2019-08-16 Thread eric_musser at yahoo dot com
https://gcc.gnu.org/bugzilla/show_bug.cgi?id=91475

--- Comment #2 from Eric Musser  ---
But in this case the undefineness is not directly related to the for loop.
Further the optimizer that changes the loop to maintain and compare j *
0x2001 as opposed to just j could detect certain overflow as the upperbound
for the loop is a constant (j < 9) -- since 9 * 0x2001 > (1<<31). In this
case the optimization could either be disabled or produce a warning. The fact
the end-condition of the for loop is optimized away completely suggests this is
not a runtime issue (the infinite loop is hardcoded into resulting assembly).

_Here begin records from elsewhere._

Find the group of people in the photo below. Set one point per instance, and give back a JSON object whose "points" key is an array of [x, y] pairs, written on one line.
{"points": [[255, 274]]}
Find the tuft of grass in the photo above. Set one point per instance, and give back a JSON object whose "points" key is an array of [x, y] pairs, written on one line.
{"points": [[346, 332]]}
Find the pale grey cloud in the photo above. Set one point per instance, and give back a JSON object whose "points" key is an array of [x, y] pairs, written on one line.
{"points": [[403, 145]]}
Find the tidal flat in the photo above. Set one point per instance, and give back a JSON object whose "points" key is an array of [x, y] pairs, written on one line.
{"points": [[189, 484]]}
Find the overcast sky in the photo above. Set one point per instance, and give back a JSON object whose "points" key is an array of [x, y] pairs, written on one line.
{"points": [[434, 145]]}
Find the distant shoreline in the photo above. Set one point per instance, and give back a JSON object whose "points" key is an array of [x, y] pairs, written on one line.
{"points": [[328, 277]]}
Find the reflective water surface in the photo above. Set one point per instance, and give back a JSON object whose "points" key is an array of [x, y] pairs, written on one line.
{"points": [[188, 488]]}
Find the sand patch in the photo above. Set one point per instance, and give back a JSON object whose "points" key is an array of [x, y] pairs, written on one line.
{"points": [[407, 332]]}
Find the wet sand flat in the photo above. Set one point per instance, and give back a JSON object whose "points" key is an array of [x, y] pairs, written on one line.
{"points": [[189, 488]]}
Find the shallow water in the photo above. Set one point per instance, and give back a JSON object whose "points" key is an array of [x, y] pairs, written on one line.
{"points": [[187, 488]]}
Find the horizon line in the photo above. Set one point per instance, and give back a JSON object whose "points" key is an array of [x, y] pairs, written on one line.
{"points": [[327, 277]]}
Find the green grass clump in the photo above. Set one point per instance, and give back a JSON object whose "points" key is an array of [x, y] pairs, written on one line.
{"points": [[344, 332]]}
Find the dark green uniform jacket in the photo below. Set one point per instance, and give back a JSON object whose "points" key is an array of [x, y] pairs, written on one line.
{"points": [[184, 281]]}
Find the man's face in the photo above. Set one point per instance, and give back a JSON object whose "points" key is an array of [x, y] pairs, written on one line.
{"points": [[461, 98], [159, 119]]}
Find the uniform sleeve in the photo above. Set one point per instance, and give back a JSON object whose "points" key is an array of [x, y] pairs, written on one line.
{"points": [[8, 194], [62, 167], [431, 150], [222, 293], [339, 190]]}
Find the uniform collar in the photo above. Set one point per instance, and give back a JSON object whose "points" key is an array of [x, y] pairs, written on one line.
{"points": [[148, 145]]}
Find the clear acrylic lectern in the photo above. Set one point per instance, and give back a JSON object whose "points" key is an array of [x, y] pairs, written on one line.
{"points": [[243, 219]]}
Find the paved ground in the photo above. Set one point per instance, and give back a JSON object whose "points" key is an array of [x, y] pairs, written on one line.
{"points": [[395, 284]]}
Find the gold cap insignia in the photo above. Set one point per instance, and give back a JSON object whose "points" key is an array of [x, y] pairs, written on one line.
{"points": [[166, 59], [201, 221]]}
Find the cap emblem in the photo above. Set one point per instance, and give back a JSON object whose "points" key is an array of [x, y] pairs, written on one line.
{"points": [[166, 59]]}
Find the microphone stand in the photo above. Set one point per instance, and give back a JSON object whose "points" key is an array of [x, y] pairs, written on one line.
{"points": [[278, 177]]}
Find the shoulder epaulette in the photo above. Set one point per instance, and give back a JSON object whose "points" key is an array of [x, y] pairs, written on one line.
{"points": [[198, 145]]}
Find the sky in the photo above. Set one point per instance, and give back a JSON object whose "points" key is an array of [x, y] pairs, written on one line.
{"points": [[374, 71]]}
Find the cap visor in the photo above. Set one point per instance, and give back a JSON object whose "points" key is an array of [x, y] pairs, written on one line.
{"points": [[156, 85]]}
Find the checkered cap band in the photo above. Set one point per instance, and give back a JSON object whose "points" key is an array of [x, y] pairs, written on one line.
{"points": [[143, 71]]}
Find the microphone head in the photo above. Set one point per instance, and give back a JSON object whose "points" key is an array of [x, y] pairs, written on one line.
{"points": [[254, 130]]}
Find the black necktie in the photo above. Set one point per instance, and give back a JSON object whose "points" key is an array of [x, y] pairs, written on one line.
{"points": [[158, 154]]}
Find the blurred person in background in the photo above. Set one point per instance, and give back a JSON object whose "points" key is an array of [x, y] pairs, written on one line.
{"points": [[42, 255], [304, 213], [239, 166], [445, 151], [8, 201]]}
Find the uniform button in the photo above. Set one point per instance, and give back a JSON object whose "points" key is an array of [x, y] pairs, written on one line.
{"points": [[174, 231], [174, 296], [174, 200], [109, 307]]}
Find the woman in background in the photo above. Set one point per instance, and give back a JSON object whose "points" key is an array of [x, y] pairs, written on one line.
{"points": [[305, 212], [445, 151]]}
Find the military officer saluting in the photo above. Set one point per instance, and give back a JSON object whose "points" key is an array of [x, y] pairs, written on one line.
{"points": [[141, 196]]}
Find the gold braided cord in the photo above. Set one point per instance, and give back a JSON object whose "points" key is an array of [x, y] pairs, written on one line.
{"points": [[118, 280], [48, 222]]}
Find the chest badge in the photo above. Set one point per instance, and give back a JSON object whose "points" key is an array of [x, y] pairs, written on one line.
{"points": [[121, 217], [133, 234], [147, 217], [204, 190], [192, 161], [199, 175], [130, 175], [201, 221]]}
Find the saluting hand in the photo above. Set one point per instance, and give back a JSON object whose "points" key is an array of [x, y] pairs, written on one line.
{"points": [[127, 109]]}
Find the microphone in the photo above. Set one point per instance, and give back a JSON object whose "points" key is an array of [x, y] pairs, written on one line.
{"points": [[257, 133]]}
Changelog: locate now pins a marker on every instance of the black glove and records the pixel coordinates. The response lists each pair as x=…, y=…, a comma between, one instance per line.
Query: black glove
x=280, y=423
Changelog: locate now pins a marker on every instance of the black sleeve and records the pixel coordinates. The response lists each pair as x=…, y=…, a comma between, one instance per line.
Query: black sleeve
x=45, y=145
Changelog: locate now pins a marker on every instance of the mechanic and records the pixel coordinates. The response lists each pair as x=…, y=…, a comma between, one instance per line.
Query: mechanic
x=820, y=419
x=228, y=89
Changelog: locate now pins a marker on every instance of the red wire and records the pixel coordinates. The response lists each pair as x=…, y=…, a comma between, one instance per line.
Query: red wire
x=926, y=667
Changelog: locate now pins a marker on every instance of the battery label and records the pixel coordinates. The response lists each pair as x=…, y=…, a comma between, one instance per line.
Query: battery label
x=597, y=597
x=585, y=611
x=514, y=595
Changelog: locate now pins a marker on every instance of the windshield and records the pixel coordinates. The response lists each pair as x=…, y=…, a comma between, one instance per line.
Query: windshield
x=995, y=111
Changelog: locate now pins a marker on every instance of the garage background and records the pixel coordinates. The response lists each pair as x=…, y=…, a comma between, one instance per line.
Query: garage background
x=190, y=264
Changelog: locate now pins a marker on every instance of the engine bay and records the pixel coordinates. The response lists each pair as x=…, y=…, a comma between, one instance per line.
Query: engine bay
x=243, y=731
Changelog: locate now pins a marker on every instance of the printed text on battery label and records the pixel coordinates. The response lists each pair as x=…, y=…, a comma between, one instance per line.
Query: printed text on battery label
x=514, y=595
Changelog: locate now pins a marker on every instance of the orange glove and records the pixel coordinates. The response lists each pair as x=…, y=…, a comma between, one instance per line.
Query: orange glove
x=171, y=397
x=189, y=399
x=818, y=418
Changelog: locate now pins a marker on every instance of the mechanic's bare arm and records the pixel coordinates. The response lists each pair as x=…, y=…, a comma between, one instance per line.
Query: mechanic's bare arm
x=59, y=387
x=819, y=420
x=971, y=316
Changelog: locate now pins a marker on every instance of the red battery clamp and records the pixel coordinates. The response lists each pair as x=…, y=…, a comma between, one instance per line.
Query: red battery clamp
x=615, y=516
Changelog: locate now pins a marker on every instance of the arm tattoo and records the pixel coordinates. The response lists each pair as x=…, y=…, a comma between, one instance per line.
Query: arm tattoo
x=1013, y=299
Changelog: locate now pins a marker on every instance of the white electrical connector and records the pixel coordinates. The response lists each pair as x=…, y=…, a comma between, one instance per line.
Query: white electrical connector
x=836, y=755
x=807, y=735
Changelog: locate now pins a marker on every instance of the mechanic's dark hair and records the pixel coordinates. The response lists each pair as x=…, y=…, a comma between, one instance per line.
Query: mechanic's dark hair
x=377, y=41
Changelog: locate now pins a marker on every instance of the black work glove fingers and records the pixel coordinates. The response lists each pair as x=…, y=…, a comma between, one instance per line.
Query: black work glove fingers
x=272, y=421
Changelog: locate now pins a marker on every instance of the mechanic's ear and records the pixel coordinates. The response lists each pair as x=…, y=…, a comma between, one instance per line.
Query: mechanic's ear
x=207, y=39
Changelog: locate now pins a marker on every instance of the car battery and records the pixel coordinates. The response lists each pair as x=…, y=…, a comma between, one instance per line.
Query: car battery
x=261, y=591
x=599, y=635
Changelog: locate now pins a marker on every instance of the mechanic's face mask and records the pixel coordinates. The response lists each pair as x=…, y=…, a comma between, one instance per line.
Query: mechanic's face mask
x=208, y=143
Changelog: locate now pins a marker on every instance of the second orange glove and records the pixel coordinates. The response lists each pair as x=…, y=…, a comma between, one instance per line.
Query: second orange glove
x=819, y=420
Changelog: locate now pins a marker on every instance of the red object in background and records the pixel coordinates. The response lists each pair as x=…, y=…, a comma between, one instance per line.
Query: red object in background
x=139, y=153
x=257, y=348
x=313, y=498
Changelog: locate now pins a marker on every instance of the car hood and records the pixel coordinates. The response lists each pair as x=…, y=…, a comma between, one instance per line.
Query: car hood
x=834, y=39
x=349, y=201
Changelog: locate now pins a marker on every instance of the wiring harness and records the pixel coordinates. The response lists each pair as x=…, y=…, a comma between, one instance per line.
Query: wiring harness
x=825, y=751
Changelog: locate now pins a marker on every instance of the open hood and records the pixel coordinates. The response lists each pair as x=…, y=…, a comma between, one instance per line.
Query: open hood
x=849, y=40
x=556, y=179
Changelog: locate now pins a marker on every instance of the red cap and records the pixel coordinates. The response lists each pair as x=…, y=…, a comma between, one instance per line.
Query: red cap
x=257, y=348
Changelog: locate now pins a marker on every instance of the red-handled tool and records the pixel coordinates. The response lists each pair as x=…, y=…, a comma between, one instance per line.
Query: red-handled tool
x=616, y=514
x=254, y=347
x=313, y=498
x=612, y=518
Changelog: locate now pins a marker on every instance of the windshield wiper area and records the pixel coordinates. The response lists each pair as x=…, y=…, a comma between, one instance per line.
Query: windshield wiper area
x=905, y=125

In the case the upperbound of the for loop is variable I agree it is not
possible to detect nor may it be worth disabling the optimization if there is
only a chance of overflow.

[Bug c++/91475] New: Optimization causes infinite loop

2019-08-16 Thread eric_musser at yahoo dot com
https://gcc.gnu.org/bugzilla/show_bug.cgi?id=91475

Bug ID: 91475
   Summary: Optimization causes infinite loop
   Product: gcc
   Version: 9.2.0
Status: UNCONFIRMED
  Severity: normal
  Priority: P3
 Component: c++
  Assignee: unassigned at gcc dot gnu.org
  Reporter: eric_musser at yahoo dot com
  Target Milestone: ---

The following code on x86-64 9.2.0 compiled with:

gcc -Wall -O2

unexpectedly produces wrong output and an infinite loop:

#include 
#include 

int main(int argc, char** argv) {
char buf[50];
for (int j = 0; j < 9; ++j) {
  std::cout << (j * 0x2001) << " " << j << std::endl;
  sprintf(buf, "%d", j);
}
return 0;
}

Output (truncated) is:
0 0

536870913 1
1073741826 2
1610612739 3
-2147483644 4
-1610612731 5
-1073741818 6
-536870905 7
8 8
536870921 9
1073741834 10
1610612747 11
-2147483636 12
-1610612723 13
...

The sprintf is present only to prevent the loop from being unrolled (and the
issue doesn't occur). The issue appears to because the code is being optimized
roughly as:

int main(int argc, char** argv) {
char buf[50];
for (int j = 0, running_j = 0; running_j != 9 * 0x2001LL ; running_j +=
0x2001, ++j) {
  std::cout << running_j << " " << j << std::endl;
  sprintf(buf, "%d", j);
}
return 0;
}


It loops because running_j is int32 and cannot possibly equal the pre-computed
total. The optimizer actually detects this and removes the end condition of the
for loop completely.

I realize the code is invoking undefined behavior because of signed overflow
with j * 0x2001LL but it seems either the compiler should error/warning
because of this or the for loop optimization should not happen. Without, the
sprintf I do see a warning of undefined behavior (in loop iteration 4).

I see other bugs similar to this but this is the only I see with a hardcoded
constant as the end condition of the for loop.